Beck and Drymmer expressed a special interest in the future of Palestine, a former Ottoman possession that was under British authority. The decline and fall of the Ottoman Empire had been a lesson for many European statesmen. Whereas Hitler tended to see the creation of Balkan nation-states from the Ottoman Empire as a positive example of militarism, Poles understood the same history as national liberation that would spread from Europe to Asia. Whereas European territories taken from empires after the First World War generally became nation-states, Asian territories tended to become part of the French or British empires, sometimes in the form of “mandates” from the League of Nations. These were places judged not ready for sovereignty, and thus allotted to the great powers for political tutoring. Palestine, taken from the defunct Ottoman district of South Syria, was such a mandate. Although the territory had a rather small Jewish minority when the British took control in 1920, British policy presented Palestine as a future Jewish National Home.
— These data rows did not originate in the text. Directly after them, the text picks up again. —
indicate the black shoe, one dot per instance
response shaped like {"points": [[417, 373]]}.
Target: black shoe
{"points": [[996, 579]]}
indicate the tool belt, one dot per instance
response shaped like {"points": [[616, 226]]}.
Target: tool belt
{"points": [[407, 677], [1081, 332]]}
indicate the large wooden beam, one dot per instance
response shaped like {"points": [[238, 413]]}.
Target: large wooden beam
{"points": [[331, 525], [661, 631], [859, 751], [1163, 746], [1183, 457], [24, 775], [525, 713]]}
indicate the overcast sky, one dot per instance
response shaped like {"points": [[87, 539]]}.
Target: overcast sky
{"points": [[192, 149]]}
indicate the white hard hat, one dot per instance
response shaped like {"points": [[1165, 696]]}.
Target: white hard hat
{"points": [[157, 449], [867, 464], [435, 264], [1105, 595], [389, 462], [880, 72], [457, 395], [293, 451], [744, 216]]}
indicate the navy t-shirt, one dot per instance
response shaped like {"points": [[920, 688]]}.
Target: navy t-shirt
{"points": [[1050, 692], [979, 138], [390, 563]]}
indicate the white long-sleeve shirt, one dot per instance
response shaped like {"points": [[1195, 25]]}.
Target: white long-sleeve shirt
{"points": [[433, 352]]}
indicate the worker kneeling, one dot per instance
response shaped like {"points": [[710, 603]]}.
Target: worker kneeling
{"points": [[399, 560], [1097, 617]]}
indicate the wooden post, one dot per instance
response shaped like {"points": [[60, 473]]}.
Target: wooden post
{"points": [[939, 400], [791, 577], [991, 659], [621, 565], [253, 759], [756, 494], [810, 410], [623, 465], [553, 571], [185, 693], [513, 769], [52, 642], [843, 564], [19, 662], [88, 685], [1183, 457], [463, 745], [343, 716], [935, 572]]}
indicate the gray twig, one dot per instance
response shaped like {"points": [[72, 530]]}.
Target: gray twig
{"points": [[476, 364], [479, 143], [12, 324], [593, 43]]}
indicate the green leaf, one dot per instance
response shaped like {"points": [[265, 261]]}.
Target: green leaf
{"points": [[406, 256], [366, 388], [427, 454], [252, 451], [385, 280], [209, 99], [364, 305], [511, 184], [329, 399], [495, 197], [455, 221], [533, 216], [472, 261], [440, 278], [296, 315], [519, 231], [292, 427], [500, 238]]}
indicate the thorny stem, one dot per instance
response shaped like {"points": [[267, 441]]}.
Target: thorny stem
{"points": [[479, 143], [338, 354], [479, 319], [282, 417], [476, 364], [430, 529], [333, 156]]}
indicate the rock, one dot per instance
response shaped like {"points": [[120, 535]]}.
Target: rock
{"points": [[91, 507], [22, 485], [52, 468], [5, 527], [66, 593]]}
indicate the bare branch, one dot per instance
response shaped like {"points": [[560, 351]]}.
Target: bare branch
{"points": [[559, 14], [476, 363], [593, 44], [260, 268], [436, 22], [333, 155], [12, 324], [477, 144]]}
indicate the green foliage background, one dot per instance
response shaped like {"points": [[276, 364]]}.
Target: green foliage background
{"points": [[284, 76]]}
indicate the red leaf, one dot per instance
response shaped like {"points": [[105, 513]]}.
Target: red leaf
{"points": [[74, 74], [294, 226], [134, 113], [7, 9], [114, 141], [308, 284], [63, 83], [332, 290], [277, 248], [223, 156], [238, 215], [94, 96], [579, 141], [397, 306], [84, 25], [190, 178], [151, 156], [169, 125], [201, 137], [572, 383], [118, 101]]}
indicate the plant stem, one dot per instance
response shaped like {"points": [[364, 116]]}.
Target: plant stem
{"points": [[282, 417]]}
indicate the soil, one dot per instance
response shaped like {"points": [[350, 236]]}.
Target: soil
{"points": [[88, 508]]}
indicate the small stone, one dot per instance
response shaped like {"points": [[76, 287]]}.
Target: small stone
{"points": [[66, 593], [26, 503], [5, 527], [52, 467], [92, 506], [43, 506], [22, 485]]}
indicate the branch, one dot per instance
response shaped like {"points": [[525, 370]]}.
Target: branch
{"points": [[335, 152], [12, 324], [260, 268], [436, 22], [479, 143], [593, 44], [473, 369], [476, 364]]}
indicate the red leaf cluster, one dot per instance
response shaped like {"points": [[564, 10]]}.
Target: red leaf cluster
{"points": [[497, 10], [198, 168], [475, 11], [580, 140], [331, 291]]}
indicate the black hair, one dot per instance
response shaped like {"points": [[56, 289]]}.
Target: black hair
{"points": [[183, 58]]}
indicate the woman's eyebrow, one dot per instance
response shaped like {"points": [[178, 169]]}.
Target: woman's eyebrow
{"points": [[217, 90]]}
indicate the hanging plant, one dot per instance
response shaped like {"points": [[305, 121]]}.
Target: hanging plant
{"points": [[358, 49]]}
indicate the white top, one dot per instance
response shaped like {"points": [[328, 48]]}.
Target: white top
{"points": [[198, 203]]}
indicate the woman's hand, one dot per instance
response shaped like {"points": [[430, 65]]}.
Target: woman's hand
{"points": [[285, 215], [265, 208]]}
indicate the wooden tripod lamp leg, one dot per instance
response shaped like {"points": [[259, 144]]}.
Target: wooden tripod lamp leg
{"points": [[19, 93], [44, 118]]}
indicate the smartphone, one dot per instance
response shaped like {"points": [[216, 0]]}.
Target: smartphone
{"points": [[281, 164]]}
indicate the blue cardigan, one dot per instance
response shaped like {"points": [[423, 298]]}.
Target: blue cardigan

This was in line with the hopes of Zionists, who hoped that one day a deal for full statehood could be struck.

Hitler’s Jewish policy forced all of the powers to clarify their position on the future of Palestine. About 130,000 German Jews emigrated in the years after Hitler came to power, some fifty thousand of them settling in Palestine. Their arrival reduced the demographic advantage of local Arabs, who tended to consider Palestine as part of some larger Arab homeland. Thinking that a continuation of Jewish immigration could lead to the success of Zionism, Arab leaders organized political action: first riots in April 1936, then the formation of strike committees and a general strike that lasted through October. This meant that 1937 was the moment of truth for the European states with a declared interest in the future of Palestine: Great Britain, Nazi Germany, and Poland.





London at first reacted to the Arab disturbances with a proposal for the partition of Palestine. When this led to further political chaos, the British restricted Jewish immigration to a quota. As the world was seen from London, Palestine was only a tiny part of the vast Arab and Muslim territories of the British Empire. Pleasing Jews over Palestine could mean alienating Muslims throughout the Near East and southern Asia. Berlin specified in 1937 its own attitude toward Zionism and a possible State of Israel. Palestine had appealed to the Nazi regime as a place where Jews could settle so long as this had no clear political implications for the Near East. But in spring 1937 the German consul in Jerusalem was concerned lest the creation of a State of Israel from Palestine weaken Germany’s position in the world. The German foreign minister circulated the official position to all embassies and consulates that June: Jewish statehood in Palestine was to be opposed, as a State of Israel would become a node in the world Jewish conspiracy.